Culture Dump #25: 4 Awkward Things That Happen at Awards Ceremonies
Awards season. That unapologetically back-slappy period where society’s richest and most privileged come together to reward each other with golden statues. While us ‘normies’ (that’s probably what they call us, right?) don’t get to partake in the fun, that doesn’t mean we come away empty handed. Our gift is getting to see first hand the stream of painfully awkward situations these live ceremonies often birth. Moments like…
People Getting Played Off
Let’s start with the basics. Watching stars fumble through their acceptance speeches is often a hotbed for awkward award show moments. Not least of all when they start to get played off halfway through their ‘Thank You’’s, ‘I Love You’s’ and ‘Oh God, this is so unexpected’’s. Some throw caution to the wind, refusing to have their moment in the sun cut short. Others meanwhile start to get flustered and decide to power through, increasing their rate of speech to T&C-levels of super-speed and coming across like malfunctioning robots. Family Guy funnyman Seth MacFarlane certainly saw the comedy in this when he hosted the Oscars back in 2013. And you thought swimming with sharks was tense.
Cut Aways To Miserable Stars
Being an awards show host is a thankless job. Try too hard and you get criticized for pushing things Ricky Gervais-levels of too far. Don’t try enough and you get labelled boring, no better than a garden variety James Franco and Anne Hathaway double-act. However regardless of the host, there’s one thing you can rely on: a bit of crowd interaction. This can go either way but it’s always funnier (for us, at least) when the person being discussed totally does not find the host’s comments remotely humorous. At. ALL. Craggy-faced misery guts Tommy Lee Jones is a fine example of this. In his own infamous words to Jim Carrey whilst shooting the (Razzie) award winning Batman Forever, he just cannot condone this kind of buffoonery.

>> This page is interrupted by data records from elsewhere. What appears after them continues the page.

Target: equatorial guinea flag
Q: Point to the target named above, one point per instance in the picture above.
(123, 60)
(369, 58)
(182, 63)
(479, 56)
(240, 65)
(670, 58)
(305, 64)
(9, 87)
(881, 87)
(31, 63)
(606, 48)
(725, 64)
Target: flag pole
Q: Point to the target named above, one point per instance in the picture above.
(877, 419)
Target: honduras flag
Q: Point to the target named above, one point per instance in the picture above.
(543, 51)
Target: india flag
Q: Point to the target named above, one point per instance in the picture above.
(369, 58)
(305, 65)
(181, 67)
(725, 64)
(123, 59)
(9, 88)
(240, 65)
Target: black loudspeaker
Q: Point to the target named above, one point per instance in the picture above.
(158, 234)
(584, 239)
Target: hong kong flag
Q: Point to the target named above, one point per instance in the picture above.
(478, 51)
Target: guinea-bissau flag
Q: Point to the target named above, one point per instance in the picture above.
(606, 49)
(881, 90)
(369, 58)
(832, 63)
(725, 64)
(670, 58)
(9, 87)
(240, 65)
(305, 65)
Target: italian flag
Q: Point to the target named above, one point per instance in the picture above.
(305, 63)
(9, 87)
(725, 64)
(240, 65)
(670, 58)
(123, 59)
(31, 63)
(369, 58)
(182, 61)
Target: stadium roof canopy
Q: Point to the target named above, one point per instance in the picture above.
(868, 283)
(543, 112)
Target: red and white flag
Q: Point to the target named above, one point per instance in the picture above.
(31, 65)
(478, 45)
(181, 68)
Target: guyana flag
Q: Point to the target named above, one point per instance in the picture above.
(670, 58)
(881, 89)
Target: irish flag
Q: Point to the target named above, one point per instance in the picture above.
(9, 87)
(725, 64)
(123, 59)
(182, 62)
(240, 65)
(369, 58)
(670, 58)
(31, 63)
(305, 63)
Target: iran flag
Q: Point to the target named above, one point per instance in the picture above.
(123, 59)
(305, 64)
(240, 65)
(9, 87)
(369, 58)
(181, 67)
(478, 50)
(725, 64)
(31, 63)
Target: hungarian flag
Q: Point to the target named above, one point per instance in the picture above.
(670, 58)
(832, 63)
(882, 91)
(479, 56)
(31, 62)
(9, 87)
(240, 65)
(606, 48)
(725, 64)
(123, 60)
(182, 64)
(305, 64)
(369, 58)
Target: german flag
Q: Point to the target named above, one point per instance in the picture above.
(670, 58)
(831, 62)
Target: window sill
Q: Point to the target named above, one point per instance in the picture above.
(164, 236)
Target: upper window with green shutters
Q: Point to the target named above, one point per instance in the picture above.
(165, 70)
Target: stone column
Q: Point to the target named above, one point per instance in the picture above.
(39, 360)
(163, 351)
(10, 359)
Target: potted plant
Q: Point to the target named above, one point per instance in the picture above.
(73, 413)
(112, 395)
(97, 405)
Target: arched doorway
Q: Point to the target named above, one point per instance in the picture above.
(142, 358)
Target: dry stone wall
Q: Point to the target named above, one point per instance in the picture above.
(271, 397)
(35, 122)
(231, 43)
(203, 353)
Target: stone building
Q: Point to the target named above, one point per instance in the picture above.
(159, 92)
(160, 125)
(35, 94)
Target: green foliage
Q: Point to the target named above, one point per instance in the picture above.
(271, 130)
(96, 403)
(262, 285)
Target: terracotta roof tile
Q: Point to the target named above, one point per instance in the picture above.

Veteran Stars Doing Absolutely Anything
What’s that? Some veteran star is being honoured for their services to cinema? Oh, and they’re going to accept the award ON STAGE, you say? Like, on live telly? Where absolutely anything can and probably will happen? Well then, that surely won’t be eye-scratchingly painfully viewing for everyone in the world, ever. Almost any time any veteran actor returns to the stage (Bar badass Christopher Lee, that is) to accept an honorary award the preceding spectacle is near-unwatchable. They’re chaperoned out confused, wide-eyed and often running on some sort of 5-minute internal delay, all while a sweaty-palmed hosts stands cautiously nearby to re-steer the car if they see it veering perilously towards the non-PC trees. Please, for the sake of your lasting legacy, stay at home.
Rubbish Red Carpet Filler
The grit-teeth awkwardness of award shows isn’t confined to the ceremony stage. Red carpet correspondents (a sort of B-Movie version of a main host, usually Alex Zayne-shaped) stalk the perimeter of the show, ready to pounce on unsuspecting celebs trying to get into the venue. With a camera and microphone thrusted in their face, the interviewee is then quizzed about all manner of boring stuff from clothes, predictions and whatever the hot-topic of the moment happens to be. However the real fun of this awards shows patter is its pure unpredictability. There’s something devilishly moreish about the combination of live telly and pure on-the-spot confusion that can result in some truly weird moments. Like when Paris Hilton’s mate Kimberly Stewart accidentally shot off down the red carpet on the chopper she was inexplicably riding or that time Nick Nolte forgot how to speak at 2012’s Oscars. This pre-show stroll is the gift that keeps on giving.